The CVC includes a 530-seat food court, which is expected to alleviate overcrowding in the cafeterias in the Congressional office buildings.

====Congressional space====
About 170000 sqft has been reserved for use by Congress. Much of the space is for a new Congressional Auditorium. Most of the rest of the space will be made into committee meeting rooms.

====Service space====
A number of tunnels were constructed as part of the CVC project. The first is a 1000 ft long truck service tunnel, whose entrance is located north of Constitution Avenue near the underground Senate parking garage. Its goal is to alleviate traffic on the plaza and to enhance security by checking delivery and service trucks at a safe distance from the Capitol itself.
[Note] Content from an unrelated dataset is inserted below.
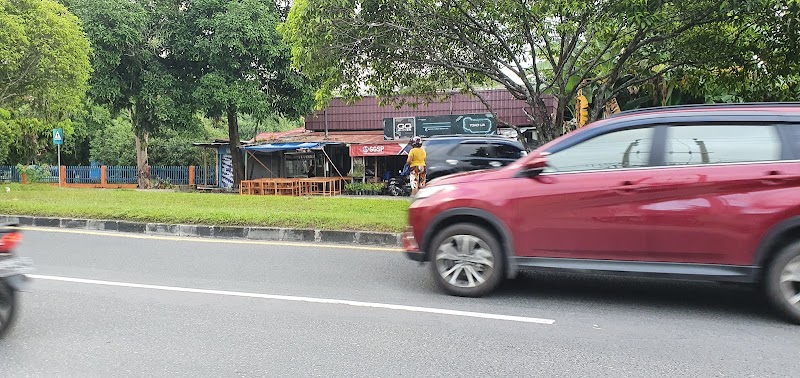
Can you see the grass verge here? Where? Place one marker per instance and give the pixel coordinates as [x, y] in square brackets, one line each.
[203, 208]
A second tunnel was constructed to connect the CVC to the Library of Congress. Part of East Capitol Street was closed during construction and the tunnel was completed in the winter of 2005.

==Criticism==

===Costs===
The high cost of building the Capitol Visitor Center has been an ongoing source of controversy for the project. Time magazine projected the total cost to be nearly $600 million. Critics cited its three auditoriums, the largest cafeteria in Washington, and a tunnel that links the Capitol Visitor Center to the Library of Congress as a symbol of federal and Congressional overspending.

===Religious criticism===
In addition to the controversy attendant upon the repeated delays and cost overruns, Republicans have criticized the center for what they view as insufficient coverage of American religious heritage. Senator Jim DeMint of South Carolina said that the CVC fails to "appropriately honor our religious heritage that has been critical to America's success." Former Speaker of the House Newt Gingrich started a petition seeking to more prominently recognize religion at the center. At the time of its construction, the CVC had a plaque which declared the national motto to be "E Pluribus Unum," a traditionally used motto from the Great Seal of the United States, but not the official United States motto. It has since been changed to the official motto, "In God We Trust." Some of these controversies were briefly addressed by Beth Plemmons, Chief Executive Officer for Visitor Services at the Capitol Visitor Center, during her testimony on May 16, 2018, at a hearing before the Committee on House Administration, U.S. House of Representatives.